Debate rages, in the House of Commons and elsewhere, about what remains after Britain leaves the EU. (OK, debate doesn’t particularly rage in the House of Commons, but it needs to, even if the government would rather it didn’t.)
In particular, there is the question of the trading relations between the UK and the EU27. At present, there are consistent regulations, no tariffs and no customs procedures. Which of those will survive?
The idealist believes that they all will. There is no economic reason to change anything, after all. Here’s Daniel Hannan MEP, for example:
Full WTO tariffs would cost British exporters £5.2 billion and EU exporters £12.9 billion. Which is why neither side will impose them.
But we can’t rely on economics. If politics didn’t trump economics, we wouldn’t be in this mess in the first place.
And let’s take a closer look at Daniel Hannan’s maths.
A tariff, which he treats as a tax paid by exporters, is better understood as a tax paid by consumers. That’s how a liberal would describe it, anyway. So, rather than the EU paying £12.9 billion and the UK £5.2 billion, the actual costs fall the other way round.

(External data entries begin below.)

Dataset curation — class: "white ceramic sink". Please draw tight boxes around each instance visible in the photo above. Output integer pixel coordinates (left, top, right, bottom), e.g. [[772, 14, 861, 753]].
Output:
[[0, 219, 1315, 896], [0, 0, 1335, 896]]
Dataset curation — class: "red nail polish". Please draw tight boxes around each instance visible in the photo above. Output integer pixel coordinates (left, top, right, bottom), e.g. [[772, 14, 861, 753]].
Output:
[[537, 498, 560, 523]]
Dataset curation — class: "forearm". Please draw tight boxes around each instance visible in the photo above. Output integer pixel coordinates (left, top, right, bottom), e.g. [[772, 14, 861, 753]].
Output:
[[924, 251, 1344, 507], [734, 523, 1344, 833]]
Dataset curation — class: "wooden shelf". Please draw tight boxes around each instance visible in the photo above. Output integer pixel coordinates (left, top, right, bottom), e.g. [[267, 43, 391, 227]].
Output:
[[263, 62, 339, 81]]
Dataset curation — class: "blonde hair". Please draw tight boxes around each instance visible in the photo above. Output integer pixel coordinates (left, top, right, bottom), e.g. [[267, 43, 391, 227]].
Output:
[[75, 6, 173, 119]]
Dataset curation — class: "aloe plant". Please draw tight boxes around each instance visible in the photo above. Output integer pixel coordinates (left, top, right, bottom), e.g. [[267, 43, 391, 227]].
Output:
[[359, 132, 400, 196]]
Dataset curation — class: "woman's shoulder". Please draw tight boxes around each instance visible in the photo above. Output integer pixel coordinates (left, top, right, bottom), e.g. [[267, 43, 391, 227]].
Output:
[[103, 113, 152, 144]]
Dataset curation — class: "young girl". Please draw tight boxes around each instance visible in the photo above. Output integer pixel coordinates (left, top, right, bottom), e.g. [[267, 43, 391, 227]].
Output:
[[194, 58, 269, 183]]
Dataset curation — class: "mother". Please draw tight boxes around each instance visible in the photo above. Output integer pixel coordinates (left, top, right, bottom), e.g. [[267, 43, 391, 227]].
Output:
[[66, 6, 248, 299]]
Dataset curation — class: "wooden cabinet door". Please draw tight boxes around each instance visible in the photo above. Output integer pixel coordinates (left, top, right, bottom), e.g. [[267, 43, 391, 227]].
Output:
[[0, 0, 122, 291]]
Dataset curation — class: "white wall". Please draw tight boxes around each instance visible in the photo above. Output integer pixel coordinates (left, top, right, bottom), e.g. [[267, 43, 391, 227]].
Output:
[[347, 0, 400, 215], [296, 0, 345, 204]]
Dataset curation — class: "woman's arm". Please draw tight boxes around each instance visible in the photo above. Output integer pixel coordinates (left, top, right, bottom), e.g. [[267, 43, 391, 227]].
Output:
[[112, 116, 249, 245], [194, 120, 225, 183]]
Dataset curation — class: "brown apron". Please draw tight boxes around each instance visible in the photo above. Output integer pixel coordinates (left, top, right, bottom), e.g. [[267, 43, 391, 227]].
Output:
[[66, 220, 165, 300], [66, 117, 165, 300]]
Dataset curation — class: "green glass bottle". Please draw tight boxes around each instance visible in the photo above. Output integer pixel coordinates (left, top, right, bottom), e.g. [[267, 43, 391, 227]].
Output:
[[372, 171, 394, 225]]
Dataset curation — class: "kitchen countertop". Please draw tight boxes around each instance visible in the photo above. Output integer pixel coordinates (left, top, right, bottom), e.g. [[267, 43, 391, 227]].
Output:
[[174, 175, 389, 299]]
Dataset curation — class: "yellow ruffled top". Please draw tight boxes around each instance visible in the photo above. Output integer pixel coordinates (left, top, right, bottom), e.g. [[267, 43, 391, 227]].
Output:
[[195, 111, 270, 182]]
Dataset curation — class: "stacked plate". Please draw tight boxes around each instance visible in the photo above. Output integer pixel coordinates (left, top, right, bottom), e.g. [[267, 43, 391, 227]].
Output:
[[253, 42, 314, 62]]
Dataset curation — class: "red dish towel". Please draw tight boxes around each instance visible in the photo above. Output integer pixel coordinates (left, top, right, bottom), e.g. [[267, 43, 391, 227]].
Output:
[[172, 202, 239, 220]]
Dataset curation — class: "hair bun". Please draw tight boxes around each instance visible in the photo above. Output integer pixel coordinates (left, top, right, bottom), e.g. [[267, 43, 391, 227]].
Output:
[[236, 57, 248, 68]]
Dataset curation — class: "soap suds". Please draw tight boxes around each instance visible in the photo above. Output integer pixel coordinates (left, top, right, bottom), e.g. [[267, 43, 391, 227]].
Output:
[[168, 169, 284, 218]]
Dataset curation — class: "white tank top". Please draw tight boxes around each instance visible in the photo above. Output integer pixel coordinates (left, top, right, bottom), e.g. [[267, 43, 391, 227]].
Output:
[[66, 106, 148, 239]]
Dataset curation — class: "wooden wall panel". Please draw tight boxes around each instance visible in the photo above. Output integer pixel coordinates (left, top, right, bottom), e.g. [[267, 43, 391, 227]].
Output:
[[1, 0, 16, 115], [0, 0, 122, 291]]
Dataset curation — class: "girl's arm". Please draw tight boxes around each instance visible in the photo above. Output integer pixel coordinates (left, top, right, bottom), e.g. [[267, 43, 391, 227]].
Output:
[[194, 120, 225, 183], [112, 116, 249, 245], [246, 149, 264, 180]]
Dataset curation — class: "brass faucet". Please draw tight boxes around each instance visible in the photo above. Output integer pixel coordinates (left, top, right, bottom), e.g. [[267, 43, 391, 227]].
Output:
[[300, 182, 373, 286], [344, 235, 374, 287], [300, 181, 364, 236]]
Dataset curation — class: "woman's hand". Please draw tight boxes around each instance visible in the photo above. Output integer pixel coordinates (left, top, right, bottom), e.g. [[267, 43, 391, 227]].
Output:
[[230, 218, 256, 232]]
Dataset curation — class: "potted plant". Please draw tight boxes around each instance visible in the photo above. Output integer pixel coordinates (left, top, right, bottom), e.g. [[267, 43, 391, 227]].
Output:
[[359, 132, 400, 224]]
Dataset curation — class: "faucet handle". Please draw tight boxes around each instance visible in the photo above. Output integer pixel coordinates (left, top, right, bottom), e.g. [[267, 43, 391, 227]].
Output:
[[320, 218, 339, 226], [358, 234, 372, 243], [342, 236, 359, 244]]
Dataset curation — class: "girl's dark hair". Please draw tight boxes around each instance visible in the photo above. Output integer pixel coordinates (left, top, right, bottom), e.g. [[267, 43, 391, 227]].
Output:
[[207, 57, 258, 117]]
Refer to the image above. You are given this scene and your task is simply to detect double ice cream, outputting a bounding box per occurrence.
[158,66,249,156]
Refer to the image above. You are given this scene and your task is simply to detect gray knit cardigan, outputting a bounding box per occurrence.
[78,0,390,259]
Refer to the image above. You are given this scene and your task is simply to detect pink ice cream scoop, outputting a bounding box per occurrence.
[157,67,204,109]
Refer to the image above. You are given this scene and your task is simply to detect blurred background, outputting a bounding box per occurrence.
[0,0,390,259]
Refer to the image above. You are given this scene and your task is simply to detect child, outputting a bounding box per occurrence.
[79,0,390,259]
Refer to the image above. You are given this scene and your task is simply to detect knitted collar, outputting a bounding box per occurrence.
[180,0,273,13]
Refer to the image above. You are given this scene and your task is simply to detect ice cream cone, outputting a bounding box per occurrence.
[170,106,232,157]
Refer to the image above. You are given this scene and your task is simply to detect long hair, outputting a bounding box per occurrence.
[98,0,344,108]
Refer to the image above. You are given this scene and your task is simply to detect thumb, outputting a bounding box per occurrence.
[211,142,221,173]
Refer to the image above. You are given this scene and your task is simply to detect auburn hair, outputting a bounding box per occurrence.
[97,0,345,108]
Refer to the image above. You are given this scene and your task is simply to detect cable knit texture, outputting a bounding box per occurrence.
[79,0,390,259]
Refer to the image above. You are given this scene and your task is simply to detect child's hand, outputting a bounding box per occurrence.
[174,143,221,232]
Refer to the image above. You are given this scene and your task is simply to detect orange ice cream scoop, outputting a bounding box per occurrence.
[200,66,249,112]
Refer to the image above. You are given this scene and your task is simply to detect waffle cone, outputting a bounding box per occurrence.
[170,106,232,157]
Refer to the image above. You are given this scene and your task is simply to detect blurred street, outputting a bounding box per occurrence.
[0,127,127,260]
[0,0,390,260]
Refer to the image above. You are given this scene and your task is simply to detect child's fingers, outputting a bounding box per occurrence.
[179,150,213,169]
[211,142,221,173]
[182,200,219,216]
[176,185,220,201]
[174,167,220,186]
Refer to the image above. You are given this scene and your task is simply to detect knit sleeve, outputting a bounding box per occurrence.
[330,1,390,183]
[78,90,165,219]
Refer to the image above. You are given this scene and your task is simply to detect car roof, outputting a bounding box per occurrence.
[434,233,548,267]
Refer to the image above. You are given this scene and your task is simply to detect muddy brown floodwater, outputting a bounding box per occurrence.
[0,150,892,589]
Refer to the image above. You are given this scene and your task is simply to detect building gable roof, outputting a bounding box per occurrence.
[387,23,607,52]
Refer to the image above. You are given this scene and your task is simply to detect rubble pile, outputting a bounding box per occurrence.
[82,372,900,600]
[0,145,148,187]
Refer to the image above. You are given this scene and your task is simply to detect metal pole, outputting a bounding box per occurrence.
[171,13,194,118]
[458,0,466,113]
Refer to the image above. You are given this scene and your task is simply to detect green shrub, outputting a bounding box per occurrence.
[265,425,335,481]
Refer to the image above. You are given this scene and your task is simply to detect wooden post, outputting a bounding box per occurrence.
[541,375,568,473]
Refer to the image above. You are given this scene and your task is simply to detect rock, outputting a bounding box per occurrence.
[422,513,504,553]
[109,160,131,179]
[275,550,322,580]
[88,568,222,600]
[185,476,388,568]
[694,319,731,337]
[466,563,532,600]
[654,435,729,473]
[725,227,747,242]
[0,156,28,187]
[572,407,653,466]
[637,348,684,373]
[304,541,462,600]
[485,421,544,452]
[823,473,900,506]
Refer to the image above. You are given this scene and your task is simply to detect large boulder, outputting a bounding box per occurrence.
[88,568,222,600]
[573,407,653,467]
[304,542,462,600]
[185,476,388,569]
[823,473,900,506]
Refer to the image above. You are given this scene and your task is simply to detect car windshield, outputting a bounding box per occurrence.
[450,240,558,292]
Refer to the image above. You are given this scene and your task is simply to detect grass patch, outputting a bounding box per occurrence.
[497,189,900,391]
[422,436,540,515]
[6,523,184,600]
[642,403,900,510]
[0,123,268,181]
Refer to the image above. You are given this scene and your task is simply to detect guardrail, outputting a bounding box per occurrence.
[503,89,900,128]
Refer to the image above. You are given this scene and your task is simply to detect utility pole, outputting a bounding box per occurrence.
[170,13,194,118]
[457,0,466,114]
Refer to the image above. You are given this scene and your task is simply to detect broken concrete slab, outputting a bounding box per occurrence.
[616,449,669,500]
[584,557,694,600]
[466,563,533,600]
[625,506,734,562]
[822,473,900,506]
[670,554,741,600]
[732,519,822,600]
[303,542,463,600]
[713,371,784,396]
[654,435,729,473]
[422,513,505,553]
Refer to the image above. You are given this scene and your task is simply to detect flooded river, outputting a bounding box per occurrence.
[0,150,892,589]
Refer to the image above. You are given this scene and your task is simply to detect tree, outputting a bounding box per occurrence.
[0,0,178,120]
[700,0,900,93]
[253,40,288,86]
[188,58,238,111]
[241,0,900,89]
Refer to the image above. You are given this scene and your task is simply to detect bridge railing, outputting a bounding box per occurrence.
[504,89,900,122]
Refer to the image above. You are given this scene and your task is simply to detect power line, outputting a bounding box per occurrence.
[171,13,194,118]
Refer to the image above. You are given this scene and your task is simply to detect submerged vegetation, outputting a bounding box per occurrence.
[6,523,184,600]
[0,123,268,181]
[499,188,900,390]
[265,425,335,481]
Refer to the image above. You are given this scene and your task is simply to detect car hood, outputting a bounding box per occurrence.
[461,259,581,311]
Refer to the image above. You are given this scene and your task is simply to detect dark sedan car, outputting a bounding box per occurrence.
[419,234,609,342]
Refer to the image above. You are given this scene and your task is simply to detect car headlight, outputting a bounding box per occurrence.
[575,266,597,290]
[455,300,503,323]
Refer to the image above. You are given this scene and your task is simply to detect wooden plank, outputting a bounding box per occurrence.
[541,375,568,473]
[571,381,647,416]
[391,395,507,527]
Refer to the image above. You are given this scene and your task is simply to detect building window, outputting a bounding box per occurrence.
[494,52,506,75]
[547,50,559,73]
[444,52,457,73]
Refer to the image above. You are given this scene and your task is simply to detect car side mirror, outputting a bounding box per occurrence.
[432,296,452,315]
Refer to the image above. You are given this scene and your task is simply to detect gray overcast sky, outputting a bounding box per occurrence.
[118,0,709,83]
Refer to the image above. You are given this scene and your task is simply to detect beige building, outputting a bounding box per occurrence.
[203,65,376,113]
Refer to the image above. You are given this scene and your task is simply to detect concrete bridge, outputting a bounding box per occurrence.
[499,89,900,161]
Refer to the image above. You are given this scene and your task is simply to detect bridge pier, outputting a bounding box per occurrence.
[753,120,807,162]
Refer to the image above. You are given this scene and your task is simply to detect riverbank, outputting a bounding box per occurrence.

The failure of the UK and the EU to agree a replacement for their current single market trading rules would cost EU consumers £5.2 billion (£12 each) and British consumers £12.9 billion (or 202 each, that is 17 times as much).
As the negotiating deadline gets close and both sides are looking at failure, the British negotiating team will be looking 17 times as nervous and have 17 times the urge to make concessions to keep the talks afloat.
Not a happy position for a country to be in, still less a position a country has chosen to be in. No wonder Daniel Hannan can’t face the maths.